First of all, you need a column for order. Spark does not know the order. All the rows can be at any position unless you have a column which can tell exact order. I have added the column "order".
Secondly, referencing the same column is not possible per se. You need a workaround. The following will collect date into a list for every "Cust_ID" and do operations only within this list.
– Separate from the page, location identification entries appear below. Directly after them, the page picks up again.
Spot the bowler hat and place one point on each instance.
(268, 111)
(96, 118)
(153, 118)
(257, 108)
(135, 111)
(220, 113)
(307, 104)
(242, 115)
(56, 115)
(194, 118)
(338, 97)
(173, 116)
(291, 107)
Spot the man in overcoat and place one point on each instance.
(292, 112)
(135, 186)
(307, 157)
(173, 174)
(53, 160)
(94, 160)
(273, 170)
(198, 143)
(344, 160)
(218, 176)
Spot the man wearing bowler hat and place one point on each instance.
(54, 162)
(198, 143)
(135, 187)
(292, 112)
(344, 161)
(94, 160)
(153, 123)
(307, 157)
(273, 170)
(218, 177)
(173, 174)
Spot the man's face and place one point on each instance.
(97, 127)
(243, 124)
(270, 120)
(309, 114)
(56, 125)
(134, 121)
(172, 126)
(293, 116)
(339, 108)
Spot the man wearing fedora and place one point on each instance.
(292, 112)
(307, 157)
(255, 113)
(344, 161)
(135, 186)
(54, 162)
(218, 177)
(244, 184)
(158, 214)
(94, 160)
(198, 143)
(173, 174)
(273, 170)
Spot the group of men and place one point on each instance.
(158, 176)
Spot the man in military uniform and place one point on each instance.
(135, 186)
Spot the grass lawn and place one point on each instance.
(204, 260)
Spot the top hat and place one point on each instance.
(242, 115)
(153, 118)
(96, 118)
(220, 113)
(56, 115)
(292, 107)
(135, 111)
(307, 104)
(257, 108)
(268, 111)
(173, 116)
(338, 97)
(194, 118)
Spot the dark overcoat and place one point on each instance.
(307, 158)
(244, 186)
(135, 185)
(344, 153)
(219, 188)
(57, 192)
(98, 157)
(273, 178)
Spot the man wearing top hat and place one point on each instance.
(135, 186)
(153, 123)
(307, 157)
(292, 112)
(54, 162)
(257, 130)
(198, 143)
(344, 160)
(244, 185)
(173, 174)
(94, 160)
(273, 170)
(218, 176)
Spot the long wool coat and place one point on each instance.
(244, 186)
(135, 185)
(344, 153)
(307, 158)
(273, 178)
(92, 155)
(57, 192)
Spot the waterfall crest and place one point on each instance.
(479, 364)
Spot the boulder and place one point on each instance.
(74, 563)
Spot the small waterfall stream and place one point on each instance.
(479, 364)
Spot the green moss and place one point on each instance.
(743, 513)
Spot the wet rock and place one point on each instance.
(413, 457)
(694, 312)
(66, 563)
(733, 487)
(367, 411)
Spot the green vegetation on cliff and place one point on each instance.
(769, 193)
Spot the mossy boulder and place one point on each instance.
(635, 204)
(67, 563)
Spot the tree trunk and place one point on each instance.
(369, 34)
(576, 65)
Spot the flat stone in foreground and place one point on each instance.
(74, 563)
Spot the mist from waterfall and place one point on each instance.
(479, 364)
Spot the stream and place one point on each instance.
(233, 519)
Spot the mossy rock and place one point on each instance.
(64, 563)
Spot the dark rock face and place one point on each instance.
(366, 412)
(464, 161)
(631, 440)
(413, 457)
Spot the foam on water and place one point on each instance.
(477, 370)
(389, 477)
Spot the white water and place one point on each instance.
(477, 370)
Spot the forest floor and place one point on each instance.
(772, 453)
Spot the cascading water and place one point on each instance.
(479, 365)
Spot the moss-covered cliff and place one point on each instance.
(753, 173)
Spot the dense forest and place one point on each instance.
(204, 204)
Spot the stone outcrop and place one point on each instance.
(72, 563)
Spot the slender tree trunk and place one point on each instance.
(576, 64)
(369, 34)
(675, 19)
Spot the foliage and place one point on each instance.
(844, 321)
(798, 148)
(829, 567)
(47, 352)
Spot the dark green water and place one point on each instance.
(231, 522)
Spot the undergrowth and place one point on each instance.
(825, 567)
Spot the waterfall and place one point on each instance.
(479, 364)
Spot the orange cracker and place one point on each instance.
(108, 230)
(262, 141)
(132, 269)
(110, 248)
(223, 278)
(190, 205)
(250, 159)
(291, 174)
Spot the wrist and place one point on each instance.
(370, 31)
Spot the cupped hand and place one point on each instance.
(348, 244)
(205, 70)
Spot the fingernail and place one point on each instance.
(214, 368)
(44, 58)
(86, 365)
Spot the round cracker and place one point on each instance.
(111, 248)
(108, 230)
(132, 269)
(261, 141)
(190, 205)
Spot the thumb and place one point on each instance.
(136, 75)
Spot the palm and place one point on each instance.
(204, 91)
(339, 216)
When it's done, explode the result using inline
.
Input:
from pyspark.sql import functions as F
df = spark.createDataFrame(
[(1, 1, 5),
(1, 2, 2),
(1, 3, 1),
(1, 4, -9),
(1, 5, -2),
(1, 6, 9),
(5, 1, -2),
(5, 2, 1),
(5, 3, -1)],
['Cust_ID', 'order', 'Fill_days'])
Script:
df = df.groupBy('Cust_ID').agg(
F.aggregate(
F.array_sort(F.collect_list(F.struct('order', 'Fill_days'))),
F.expr("array(struct(bigint(null) order, 0L Fill_days, 0L Adjusted_Days))"),
lambda acc, x: F.array_union(
acc,
F.array(x.withField(
'Adjusted_Days',
F.greatest(F.lit(0), F.element_at(acc, -1)['Fill_days'] + F.element_at(acc, -1)['Adjusted_Days'])
))
)
).alias('a')
)
df = df.selectExpr("Cust_ID", "inline(slice(a, 2, size(a)))")
df.show()
# +-------+-----+---------+-------------+
# |Cust_ID|order|Fill_days|Adjusted_Days|
# +-------+-----+---------+-------------+
# |1 |1 |5 |0 |
# |1 |2 |2 |5 |
# |1 |3 |1 |7 |
# |1 |4 |-9 |8 |
# |1 |5 |-2 |0 |
# |1 |6 |9 |0 |
# |5 |1 |-2 |0 |
# |5 |2 |1 |0 |
# |5 |3 |-1 |1 |
# +-------+-----+---------+-------------+
For understanding, please analyze this answer, as it's not an easy task to explain it for the 2nd time.